Head of Research/Chief Economist of PT Mirae Asset Sekuritas Indonesia Rully Arya Wisnubroto menyebutkan volatilitas rupiah saat ini yang mencapai Rp16.300-Rp16.400 per dolar AS membuat bunga penurunan suku bunga masih terbatas.

Dia menilai kondisi tersebut mendukung BI untuk terus melakukan kebijakan pro stability.

“Ini karena risiko ketidakstabilan dalam jangka menengah lagi besar dibanding risiko growth, jadi untuk menjaga stabilitas ekonomi makro dalam jangka panjang jadi diperlukan kebijakan moneter yang masih pro stability.

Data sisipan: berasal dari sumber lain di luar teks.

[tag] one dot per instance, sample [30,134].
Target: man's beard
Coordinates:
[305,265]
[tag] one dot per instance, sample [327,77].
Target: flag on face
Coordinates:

Lebih lanjut, dia menyebutkan bahwa dengan suku bunga di AS yang tinggi dan ada sentimen secara global tentu memberi berpengaruh pada arus modal asing kluar dari pasar saham dan pasar obligasi. 

BI memutuskan untuk mempertahankan suku bunga acuan atau BI Rate di level 6,25% pada Rapat Dewan Gubernur (RDG) periode 19-20 Juni 2024. 

"Rapat Dewan Gubernur Bank Indonesia pada 19 dan 20 Juni 2024 memutuskan untuk mempertahankan BI Rate di level 6,25%,” ujarnya dalam konferensi pers RDG BI, Kamis (20/6/2024).

Adapun, suku bunga Deposit Facility sebesar 5,50% dan suku bunga Lending Facility sebesar 7,00%.

Perry mengatakan keputusan ini konsisten dengan kebijakan moneter pro-stabilitas serta langkah pre-emptive dan forward looking untuk memastikan inflasi tetap terkendali dalam sasaran 2,5±1% pada 2024 dan 2025.

"Kebijakan ini didukung dengan penguatan operasi moneter untuk memperkuat stabilitas rupiah dan masuknya aliran modal asing," imbuhnya. 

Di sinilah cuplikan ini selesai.